Australian politician

Alan Alfred Cadby (born 4 October 1947) was an Australian politician. He was a member of the Western Australian Legislative Council from 2001 to 2005, representing the Liberal Party from 2001 to 2004, and serving as an independent from 2004 to 2005, for the seven-member North Metropolitan Region.

He is most well-known for providing the crucial last vote to pass the one vote, one value legislation, abolishing the state's rural gerrymander, which had been stalled for some years in a deadlocked Legislative Council. As a member of the Liberal Party, Cadby had been bound to oppose the legislation but when, in early 2004, he lost preselection to recontest his seat, after a challenge from Peter Collier, he quit the party and became an independent. As an independent, he promptly provided the final vote necessary to ensure the passage of the legislation.

However, the Liberal Party was aware of Cadby's support of the principle of one vote one value (Electoral Amendment Bill 2001) in November 2001, when he approached the Liberal strategist, Jeremy Buxton, stating that he would have great difficulty in speaking against the bill when it arrived in the Legislative Council, because he believed in the principle of one vote, one value.
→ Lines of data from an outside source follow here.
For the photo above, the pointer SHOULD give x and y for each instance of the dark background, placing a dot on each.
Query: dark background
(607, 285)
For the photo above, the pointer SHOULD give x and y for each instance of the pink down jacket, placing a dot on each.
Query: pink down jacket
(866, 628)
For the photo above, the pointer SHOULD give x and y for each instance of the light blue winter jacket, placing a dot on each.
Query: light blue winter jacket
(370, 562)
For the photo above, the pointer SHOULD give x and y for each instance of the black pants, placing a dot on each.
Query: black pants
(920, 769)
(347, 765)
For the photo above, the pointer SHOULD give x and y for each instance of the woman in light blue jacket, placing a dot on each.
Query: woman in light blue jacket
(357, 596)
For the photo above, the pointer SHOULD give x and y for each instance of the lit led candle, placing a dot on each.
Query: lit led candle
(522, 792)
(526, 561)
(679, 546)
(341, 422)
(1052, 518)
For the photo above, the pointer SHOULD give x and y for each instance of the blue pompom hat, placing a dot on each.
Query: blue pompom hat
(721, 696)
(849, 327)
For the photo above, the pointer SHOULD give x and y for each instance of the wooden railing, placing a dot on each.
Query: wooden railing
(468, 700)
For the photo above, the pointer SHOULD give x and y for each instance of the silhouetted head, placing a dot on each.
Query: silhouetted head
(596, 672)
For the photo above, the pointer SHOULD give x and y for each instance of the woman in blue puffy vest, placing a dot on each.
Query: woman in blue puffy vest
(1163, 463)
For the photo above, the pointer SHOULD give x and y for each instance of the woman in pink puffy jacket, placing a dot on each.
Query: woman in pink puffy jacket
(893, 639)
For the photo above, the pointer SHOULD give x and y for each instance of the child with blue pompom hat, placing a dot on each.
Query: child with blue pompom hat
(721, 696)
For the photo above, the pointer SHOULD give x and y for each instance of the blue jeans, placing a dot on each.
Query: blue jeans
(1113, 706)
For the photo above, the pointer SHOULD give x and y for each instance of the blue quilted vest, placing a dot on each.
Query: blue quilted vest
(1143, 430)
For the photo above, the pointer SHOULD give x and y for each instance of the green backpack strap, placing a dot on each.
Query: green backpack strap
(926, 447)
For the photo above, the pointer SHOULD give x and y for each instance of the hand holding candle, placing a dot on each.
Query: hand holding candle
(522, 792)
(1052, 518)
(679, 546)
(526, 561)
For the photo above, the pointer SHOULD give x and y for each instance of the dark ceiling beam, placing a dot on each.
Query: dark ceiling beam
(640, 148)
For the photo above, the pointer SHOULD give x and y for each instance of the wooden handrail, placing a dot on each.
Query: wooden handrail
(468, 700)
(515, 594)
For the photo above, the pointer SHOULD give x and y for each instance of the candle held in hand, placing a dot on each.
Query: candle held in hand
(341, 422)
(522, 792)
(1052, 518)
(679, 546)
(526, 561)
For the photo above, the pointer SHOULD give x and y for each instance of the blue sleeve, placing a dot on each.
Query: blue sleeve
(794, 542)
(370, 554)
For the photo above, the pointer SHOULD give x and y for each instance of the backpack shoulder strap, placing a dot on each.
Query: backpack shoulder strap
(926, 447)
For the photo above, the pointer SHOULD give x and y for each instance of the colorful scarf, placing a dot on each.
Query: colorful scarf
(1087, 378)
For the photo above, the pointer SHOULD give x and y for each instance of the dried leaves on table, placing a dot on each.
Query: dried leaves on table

A compromise was reached on his stance, and Buxton provided Cadby with a set of general notes that he could use in his speech, giving a generic view about the value of a vote. The speech was delivered on 28 November 2001.

Along with the Liberal member for Ningaloo, Rod Sweetman, Cadby offered to serve out his parliamentary term as a Family First Party member. Sweetman's offer was rejected by that party because, in 1998, he had supported a bill for decriminalisation of abortion. Cadby withdrew his candidature for the party as a result of its treatment of Sweetman.

Independents had traditionally struggled in elections for the Legislative Council and, facing near-certain defeat, Cadby decided to retire at the 2005 state election.